No início a resistência dos funcionários foi grande. "A maior dificuldade era explicar para os funcionários que o Metrô não estava tirando nada de ninguém e sim trocando os produtos", diz Sandra. Além do treinamento, também era preciso ter apostilas e manuais que auxiliassem os usuários. No entanto, o produto era tão pouco divulgado que não existiam apostilas e material didático disponíveis. Mais uma vez a própria equipe do Metrô foi obrigada a arregaçar as mangas e produzir esse material. Ao todo foram oito apostilas com instruções sobre cada um dos aplicativos do StarOffice: o StarWriter, o StarCalc, o StarBase, o StarImpress, o StarDraw, o StarImage, o StarSchedule e o StarDesktop.

Hoje boa parte dos 2 000 funcionários da área administrativa que utilizam computadores já instalou o StarOffice e a previsão é de que até o final do ano a troca já esteja concluída, com 100% dos usuários migrando para o pacote de aplicativos da Sun. Agora, para ajudar na popularização do software outros 7 500 CDs serão distribuídos a todos os empregados da empresa, incluindo aqueles que trabalham na área operacional. Além disso, um arquivo do software já está disponível para download no site do Metrô (www. metro.sp.com.br).

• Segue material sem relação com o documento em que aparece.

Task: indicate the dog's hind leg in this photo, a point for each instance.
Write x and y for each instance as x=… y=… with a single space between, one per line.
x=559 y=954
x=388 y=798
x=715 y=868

O trabalho foi grande, mas conseguiu atingir o objetivo da Companhia do Metropolitano de São Paulo, que era diminuir os gastos. Com o pacote gratuito a empresa estima economizar cerca de 500000 reais por ano. "Não podemos jogar dinheiro fora. O StarOffice é mais do que suficiente para as nossas necessidades diárias", diz Mazzariol. "Com esse dinheiro economizado podemos investir em novas máquinas, por exemplo", completa.

A inspiração de apostar num software livre veio "lá de baixo", mais precisamente do Estado do Rio Grande do Sul, onde existe o Projeto Software Livre RS, que vem instalando não só o StarOffice, mas também o Linux, em escolas públicas e repartições administrativas. "Eles estão a anos-luz na nossa frente", diz Mazzariol.

Os evangelizadores
Para convencer seus funcionários a usar o StarOffice, o Metrô precisou evangelizar seu pessoal. Mas onde encontrar técnicos que conhecessem realmente a ferramenta? Com ajuda da consultoria Barros Martins, a empresa contratou três estudantes da PUC de São Paulo que conheciam bem o StarOffice. Henrique Martins Roberto, Eduardo Cavalieri e Paulo Campoy foram batizados de Starboys. Tinham a tarefa de familiarizar os empregados com essa novidade.

Ao mesmo tempo, uma equipe interna da empresa foi formada para fazer o treinamento e o suporte técnico. Os evangelizadores escolhidos foram Ricardo Bechelli, que trabalhava na área de RH, e as secretárias Eliana Ferreira e Sônia Moliterno. Todos liderados pela coordenadora da área de atendimento, Olga Yamadera. "Enfrentamos uma certa resistência de alguns usuários que não queriam usar a ferramenta nova, mas a situação já vem mudando. Nosso primeiro treinamento teve cerca de 380 interessados, e hoje já existe uma fila de espera de 500 pessoas que desejam conhecer melhor o StarOffice", diz Olga.